Saturday, May 10, 2008

Stan Douglas "Detroit Pictures" @ Hamburger Bahnhof


Berlin - May 6 @ the Hamburger Bahnhof. A selection from the Flick Collection: Bernd & Hilla Becher, their students Thomas Struth, Thomas Ruff, Candida Hofer, Axel Hutte; from Vancouver, Jeff Wall, Rodney Graham & Stan Douglas; also Sigmar Polke, Fischli/Weiss, David Claerbout.

What an interesting group of images to contemplate. Both T. & I were most enthusiastic about an early (1969) 8-piece grid of a single building, by the Bechers - seen methodically from 8 no doubt equidistant vantage points, encircling it. There were also early works by Struth (including the photo of the intersection of Crosby/Spring in lower Manhattan, which I often show students, pointing out the future locations of Balthasar & Starbucks), Ruff (interiors in an apartment building - each image identified by its room number - I wondered if this was student work, it seemed slightly more photographic than I would associate w/ him). & a series of vague, un-fixed images of Turkey by Polke. Overall a stunning show.
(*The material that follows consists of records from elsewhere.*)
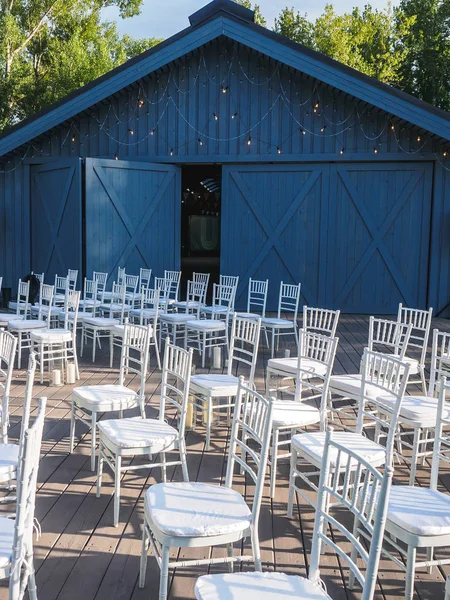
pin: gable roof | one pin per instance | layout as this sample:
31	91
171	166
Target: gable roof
226	18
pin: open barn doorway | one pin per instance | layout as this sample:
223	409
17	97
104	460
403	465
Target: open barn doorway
200	221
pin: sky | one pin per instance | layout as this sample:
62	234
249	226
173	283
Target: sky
163	18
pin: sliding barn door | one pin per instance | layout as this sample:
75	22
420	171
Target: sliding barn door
273	227
56	217
378	236
132	216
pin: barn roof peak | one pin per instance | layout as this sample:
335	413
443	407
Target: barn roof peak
226	7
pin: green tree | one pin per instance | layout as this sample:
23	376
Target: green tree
49	48
426	68
295	26
259	18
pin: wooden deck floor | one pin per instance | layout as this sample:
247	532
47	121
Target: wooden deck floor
80	555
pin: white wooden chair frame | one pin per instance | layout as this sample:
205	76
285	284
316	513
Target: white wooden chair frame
316	351
252	422
177	365
288	301
134	361
418	341
381	374
244	344
52	345
365	497
23	328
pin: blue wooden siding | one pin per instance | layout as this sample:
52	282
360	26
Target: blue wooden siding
356	236
56	218
132	216
179	101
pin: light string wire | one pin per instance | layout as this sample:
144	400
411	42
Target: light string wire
249	129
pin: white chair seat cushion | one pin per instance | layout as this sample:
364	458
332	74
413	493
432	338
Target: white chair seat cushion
257	586
5	318
251	316
191	509
350	385
413	365
217	309
217	384
176	318
289	366
105	397
419	510
206	325
184	304
26	325
9	460
138	433
51	336
101	323
312	445
111	307
54	310
289	412
147	313
277	323
419	410
6	541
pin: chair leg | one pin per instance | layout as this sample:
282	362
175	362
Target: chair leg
415	451
292	477
410	568
183	459
274	462
99	469
163	467
93	439
144	555
256	551
117	489
164	576
72	427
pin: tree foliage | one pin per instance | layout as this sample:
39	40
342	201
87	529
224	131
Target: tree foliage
49	48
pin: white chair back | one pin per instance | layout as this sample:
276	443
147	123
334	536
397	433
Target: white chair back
320	320
90	293
134	357
121	275
421	326
202	278
440	361
244	344
385	334
249	441
8	345
224	295
318	350
61	285
71	306
174	277
45	302
382	375
257	296
29	458
289	299
23	294
145	276
358	487
176	380
72	276
101	279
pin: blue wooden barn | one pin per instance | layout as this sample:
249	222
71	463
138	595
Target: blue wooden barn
228	147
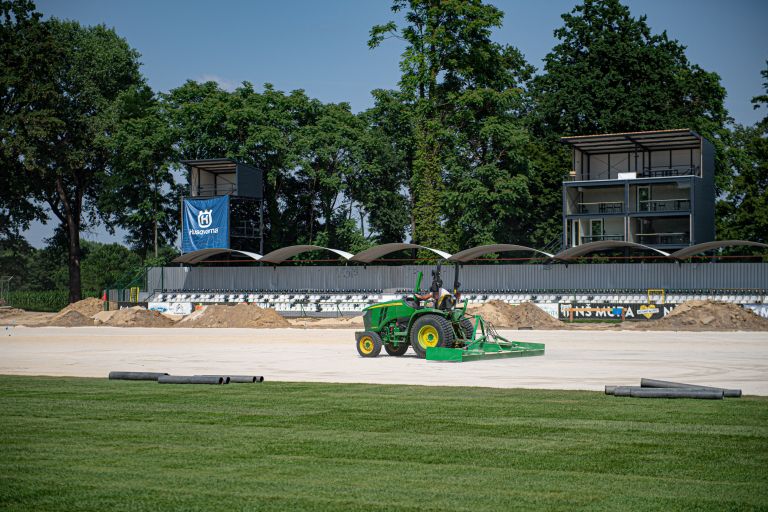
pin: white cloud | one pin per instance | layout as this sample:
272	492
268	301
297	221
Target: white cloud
227	85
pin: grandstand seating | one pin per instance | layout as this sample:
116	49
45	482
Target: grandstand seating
352	302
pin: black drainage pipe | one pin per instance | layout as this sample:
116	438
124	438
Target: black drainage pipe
192	379
639	392
135	375
652	383
242	379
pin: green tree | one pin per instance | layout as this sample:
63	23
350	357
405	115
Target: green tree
26	52
106	264
465	94
308	150
140	193
742	214
57	118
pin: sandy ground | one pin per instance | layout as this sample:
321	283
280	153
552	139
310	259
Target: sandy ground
573	360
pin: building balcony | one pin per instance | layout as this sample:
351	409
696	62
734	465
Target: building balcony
217	190
603	207
663	238
601	238
665	205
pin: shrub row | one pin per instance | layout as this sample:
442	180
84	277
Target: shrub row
50	301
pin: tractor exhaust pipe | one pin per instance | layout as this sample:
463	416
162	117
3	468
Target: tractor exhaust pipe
640	392
135	375
193	379
652	383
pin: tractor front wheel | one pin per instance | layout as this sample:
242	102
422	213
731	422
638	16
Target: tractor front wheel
369	344
430	331
401	349
467	327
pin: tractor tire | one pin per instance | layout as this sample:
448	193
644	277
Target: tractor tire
369	344
430	331
467	327
401	349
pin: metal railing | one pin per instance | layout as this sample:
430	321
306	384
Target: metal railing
601	238
218	190
664	205
601	207
663	238
649	172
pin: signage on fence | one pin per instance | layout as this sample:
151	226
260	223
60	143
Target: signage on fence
127	304
550	309
205	224
176	308
759	309
628	311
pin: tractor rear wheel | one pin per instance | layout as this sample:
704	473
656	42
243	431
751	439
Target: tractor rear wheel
369	344
430	331
399	351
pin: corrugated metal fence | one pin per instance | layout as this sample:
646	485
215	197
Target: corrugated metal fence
613	276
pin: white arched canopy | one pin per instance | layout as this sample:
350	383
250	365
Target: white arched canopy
193	257
708	246
581	250
284	253
481	250
378	251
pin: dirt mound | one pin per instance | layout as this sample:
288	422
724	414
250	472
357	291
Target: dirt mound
70	318
703	315
11	312
136	317
86	307
240	315
354	322
525	316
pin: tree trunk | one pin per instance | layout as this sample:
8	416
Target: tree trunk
73	232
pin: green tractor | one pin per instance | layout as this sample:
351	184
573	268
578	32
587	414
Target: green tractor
436	326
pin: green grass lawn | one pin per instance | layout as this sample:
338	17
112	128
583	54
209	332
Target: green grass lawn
94	444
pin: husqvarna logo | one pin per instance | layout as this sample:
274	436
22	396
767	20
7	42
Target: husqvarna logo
204	218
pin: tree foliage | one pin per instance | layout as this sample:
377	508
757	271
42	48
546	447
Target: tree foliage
742	214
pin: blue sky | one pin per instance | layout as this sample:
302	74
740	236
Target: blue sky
321	46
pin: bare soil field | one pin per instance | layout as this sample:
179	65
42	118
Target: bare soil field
580	359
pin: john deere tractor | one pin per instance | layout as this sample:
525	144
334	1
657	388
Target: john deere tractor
436	326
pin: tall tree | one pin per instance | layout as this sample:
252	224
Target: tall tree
610	73
463	89
57	119
140	193
26	52
743	214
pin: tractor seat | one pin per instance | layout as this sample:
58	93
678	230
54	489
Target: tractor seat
412	302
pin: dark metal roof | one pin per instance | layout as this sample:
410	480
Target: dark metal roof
217	165
481	250
708	246
203	254
630	141
378	251
581	250
284	253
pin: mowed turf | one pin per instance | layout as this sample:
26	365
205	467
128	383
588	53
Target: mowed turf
94	444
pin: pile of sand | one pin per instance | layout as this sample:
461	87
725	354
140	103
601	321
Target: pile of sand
4	312
86	307
240	315
70	318
353	322
525	316
703	315
134	317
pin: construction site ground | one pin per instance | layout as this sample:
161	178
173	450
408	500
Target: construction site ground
581	359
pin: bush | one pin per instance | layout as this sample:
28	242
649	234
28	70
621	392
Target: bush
50	301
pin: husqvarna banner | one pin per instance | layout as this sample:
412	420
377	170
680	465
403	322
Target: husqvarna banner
206	224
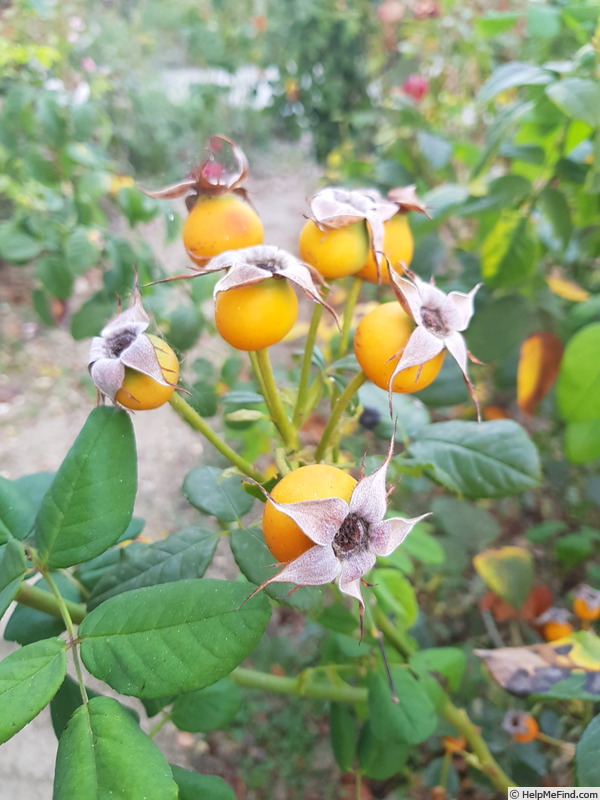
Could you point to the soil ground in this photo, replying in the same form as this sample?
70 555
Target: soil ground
45 397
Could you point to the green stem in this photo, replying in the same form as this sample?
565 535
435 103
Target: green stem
487 763
351 301
397 638
543 737
309 347
280 419
64 611
194 419
458 717
337 411
159 724
445 769
32 597
252 679
259 378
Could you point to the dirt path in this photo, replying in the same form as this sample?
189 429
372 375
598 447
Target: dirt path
46 393
45 397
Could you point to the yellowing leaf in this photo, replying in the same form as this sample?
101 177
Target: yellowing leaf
508 572
566 668
568 290
539 362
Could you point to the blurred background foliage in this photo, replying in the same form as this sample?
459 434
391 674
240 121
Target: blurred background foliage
492 109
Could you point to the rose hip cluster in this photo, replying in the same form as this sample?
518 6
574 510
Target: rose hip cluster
318 521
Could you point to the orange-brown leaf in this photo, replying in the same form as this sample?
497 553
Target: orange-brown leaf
568 290
539 362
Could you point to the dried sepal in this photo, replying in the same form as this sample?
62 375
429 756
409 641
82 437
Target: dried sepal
334 207
122 344
223 169
347 536
440 319
252 265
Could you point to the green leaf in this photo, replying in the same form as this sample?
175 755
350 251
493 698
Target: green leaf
90 501
185 554
209 490
173 638
342 731
448 389
55 276
12 571
81 250
423 547
136 206
66 701
511 75
184 325
495 22
397 595
469 525
255 560
436 150
446 664
103 753
556 208
498 327
207 709
578 384
578 98
545 530
582 441
587 764
29 679
16 511
573 548
18 247
508 572
193 786
508 190
409 721
543 22
27 625
34 487
444 198
499 131
509 252
411 415
377 762
488 459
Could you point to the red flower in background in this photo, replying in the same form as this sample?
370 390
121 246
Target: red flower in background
416 87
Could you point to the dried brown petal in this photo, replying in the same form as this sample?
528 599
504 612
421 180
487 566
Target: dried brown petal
223 169
348 536
122 344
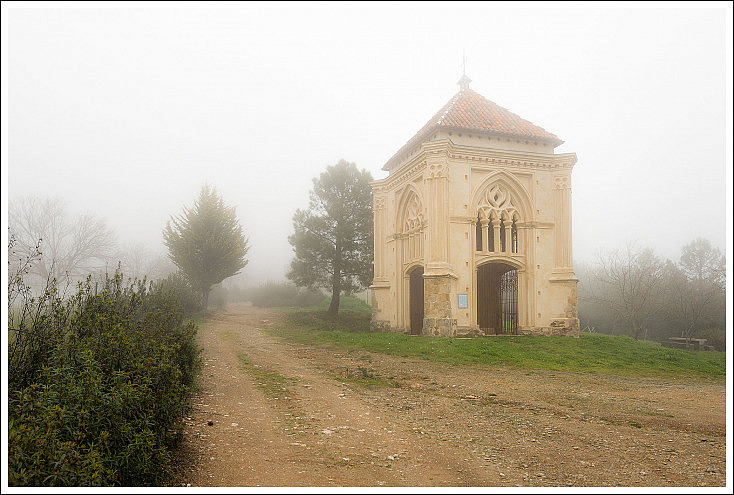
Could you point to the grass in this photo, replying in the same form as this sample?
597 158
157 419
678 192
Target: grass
591 353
T. had recommended I look at the Stan Douglas Detroit pictures. I had seen them briefly in 1998 at David Zwirner & had a somewhat different memory. The images date from 1997-1998. Both T. & I remembered most distinctly the image at the top of the parking structure in the former Michigan Theater (also used in the film 8 Mile). When I saw the image initially it was a period when I had not been in Detroit for a few years & was out of touch as to the then current topography. The Douglas pictures were taken at the onset of construction of Ford Field & Comerica Park, which displaced a large area of downtown. 2 distinctive structures, the Gem Theater & the Elwood Diner were moved, for preservation purposed, & can be seen in transit. The scenes in the photos are both well-known places or buildings, mixed in with some much more anonymous sites. My sense is that a fair amount of research went into the choices, measured with enough freedom from a didactic agenda. If anything the Detroit photos remind us that without a specific context, photographs float in a kind of suspended animation, absent from specific meaning. One can see that the attention is mostly to the entropic decay of the city (perhaps more glamorous to outsiders than residents), however, there is none of the didactic recordings of a sociologist such as Camilo Jose Vergara. Is Stan Douglas being an aesthete of urban decay? There is that possibility; however it is a relief as well to not have explanations, statistics, facts, purposes - it becomes a bit formal perhaps, dealing with the phenomenology of technological images - which may or may not seem deceptively simple. The images are all color, varying in sizes & shapes. One can see the great icons of urban abandonment in downtown Detroit, the empty Michigan Central Depot (also seen in the film True Romance) & the until recently ruinous Book Cadillac Hotel (I have photos from the same intersection at Michigan Ave & Shelby). & there are some not so well known locales such as the perfectly monotonous, gray, abandoned Idlewild Motel (a great example of roadside readymade), & one perverse excursion into wealthy suburbia - a perfect green lawn in Grosse Pointe Farms, at the shore of beautiful Lake St. Clair, with a hanging loveseat facing out towards the placid water. An image of suburban private back yard splendor.

There is also an anomalous image of the Mies Van Der Rohe development, Lafayette Park, which is not in decrepitude, unlike what seems most of the city. Or at least this is anomalous in the structure of a journalistic essay, which the photos are NOT. This is an illuminating example of the different structures & necessities of journalism and art. Also curious to a former Detroiter adrift in Berlin, the signage for the Mies development & one of the Idlewild images were switched. A meaningless mistake, but of note to a former local such as myself & sweetly bizarre (one a cracker shack, the other a modernist epiphany). Also an image of a gas station is labelled "Paradise Valley" which officially no longer exists - it was torn down for a freeway long long ago.

To a Detroiter this portfolio may seem incomplete - but what could really be complete with such a project? There's a certain amount of beauty in these images which seems important too - a kind of golden twilight light. They are quite silent, still, contemplative. They seem of similar cast to the videos of sawmills by Douglas, as well - the contemplation of industry & its residue.